Independent of the specific concerns, complaints, and general
whining about particular venues or choices, the thing I, and
apparently others, have heard most consistently in recent
years involves people in the community saying "we should
reprioritize so-and-so" and the IAOC or meetings committee
responding "can't do that because we are working three years
out".

No, I hope not. What you have heard (or should have heard) is
that  there are incompatible requirements, kind of like the
"cheap, fast,  reliable, pick two!" joke. So every choice has
a set of consequences  and there is no such thing as a perfect
choice.

Speaking personally, I'm less upset about the particular choices
than many others seem to be.  That is in part because, as you
have perhaps noticed, I am increasingly weighing how much I
really need to go to a particular meeting and deciding against
it.  As an example, an implication of that is that I can look at
the specifics of the BA hotel debate and handling from the safe
distance of knowing that the odds of my making that trip were
very low before that situation made the aggravation and/or costs
higher.  Maybe that is good for the IETF on balance, even (or
especially) if it makes me less likely to volunteer for roles
that would require me to show up f2f.

I also understand the special circumstances, but, while 1-1-1
has been repeated several times lately, Honolulu is not "North
America" (especially in an environment in which Vancouver has
been presented as "Asia-Pacific") and Honolulu, Dallas, Prague,
Yokohama, Buenos Aires, Berlin, Seoul doesn't look a lot like
1-1-1.   So maybe 1-1-1 is now interpreted as "Western
Hemisphere, Europe, East Asia" but, when I compare the airfares
I can use (remember I've got some special requirements in that
area) to BA to those to Tokyo, there is a less than 10%
difference so one of the goals of 1-1-1, to balance the costs
becomes meaningless, at least over that 2+ year period.
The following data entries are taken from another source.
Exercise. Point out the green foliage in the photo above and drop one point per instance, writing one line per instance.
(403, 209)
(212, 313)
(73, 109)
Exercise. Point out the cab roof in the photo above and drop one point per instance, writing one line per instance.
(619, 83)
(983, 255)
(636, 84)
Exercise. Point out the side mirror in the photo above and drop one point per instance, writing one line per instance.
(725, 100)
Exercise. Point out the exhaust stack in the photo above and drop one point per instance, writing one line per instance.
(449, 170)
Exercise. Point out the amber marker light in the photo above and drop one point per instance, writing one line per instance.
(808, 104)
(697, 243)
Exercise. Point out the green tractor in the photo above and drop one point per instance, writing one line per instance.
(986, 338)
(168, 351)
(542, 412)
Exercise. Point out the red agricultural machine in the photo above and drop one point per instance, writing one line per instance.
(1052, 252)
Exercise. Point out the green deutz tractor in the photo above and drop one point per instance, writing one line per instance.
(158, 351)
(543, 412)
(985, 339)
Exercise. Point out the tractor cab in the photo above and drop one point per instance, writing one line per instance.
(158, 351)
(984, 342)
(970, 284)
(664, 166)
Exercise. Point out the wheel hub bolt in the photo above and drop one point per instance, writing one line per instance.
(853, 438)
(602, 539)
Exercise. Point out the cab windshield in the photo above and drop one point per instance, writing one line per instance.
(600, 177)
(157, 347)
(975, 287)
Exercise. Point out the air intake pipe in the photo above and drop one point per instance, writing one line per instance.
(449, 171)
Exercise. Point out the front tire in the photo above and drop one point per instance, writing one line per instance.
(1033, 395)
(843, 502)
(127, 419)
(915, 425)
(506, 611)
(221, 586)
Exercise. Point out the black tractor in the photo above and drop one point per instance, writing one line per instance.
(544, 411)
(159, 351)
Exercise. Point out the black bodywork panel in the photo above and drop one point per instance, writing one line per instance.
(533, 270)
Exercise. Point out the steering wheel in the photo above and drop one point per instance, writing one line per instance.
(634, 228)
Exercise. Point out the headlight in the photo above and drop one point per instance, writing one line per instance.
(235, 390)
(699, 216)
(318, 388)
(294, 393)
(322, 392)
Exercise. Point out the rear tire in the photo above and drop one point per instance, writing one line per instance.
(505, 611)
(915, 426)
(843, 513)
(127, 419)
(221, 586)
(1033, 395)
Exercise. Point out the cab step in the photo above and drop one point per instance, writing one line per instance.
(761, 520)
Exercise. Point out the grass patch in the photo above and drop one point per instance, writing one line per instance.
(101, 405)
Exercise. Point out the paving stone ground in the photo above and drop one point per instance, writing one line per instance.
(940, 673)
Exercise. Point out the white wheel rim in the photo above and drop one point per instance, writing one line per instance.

What I am concerned about is accountability and responsiveness
to the community.  I've seen Fred's note that says the IAOC
really is in charge and making the decisions.  You have said
similar things and I believe both of you.  At the same time,
I've heard recent IAOC members respond to questions by
attributing decisions to the meetings committee and being really
out of the IAOC's control.  I've also heard the "three years as
an excuse" claim made, not just by us whiners in the community
but by recent IESG members.   I presume all of you are being
truthful but that leads to a conclusion that things are a little
out of the control of the community somewhere... and it is
_that_ which concerns me.

One of those accountability issues is that I think the community
has made it extremely clear that alternate hotel arrangements
should be in place and announced concurrent with the
announcement of the primary hotel and opening of registrations.
We used to be able to do that, even with less than three years
lead time.  Of late, we haven't been, in spite of, presumably,
nearly three years to prepare.  I think the community is
entitled to understand why (or what is wrong with my logic) and
who is responsible and/or what is being done to fix it... in
less than three years.

Coming back to the "cheap, fast, reliable, pick two!" joke, to
which I'm very sensitive, that joke has another side, which it
that it ought to be possible, at least after the fact, to ask
"ok, which two did you pick?" and get a straight answer.  That
is what accountability is all about because the community needs
that information to provide informed advice on the choices.  It
also needs that advice to be effective it is is provided.  If
what it hears in response to advice is that there is no point
giving it because circumstances and priorities will change
enough by the time (in, e.g., three or 5 1/2 or 12 years), there
is a different, but closely related, problem (bringing me back
to the specific cause of my note and question to Ray).    But,
instead, what we get is a longer list of criteria than three, an
indication that different priorities are used under different
circumstances and perhaps from meeting to meeting, and that is
all -- a situation that is indistinguishable from the
information available to the community from "we are going to
make those decisions in secret and feel no obligation to tell
you".

That problem is somewhat exacerbated by the observation that the
IAOC has chosen to not post hotel contracts, even redacted
versions, for many years (if ever, and despite promises at
various times) in what seems to me to be aclear violation of the
transparency requirement of Section 7 of RFC 4071.  The
community almost certainly does not need to know dollar amounts
and other arrangements that would fall under "reasonable
confidentiality obligations", but, precisely in line with the
above comments about choices of priorities, the community should
be able to understand specific guarantees and tradeoffs.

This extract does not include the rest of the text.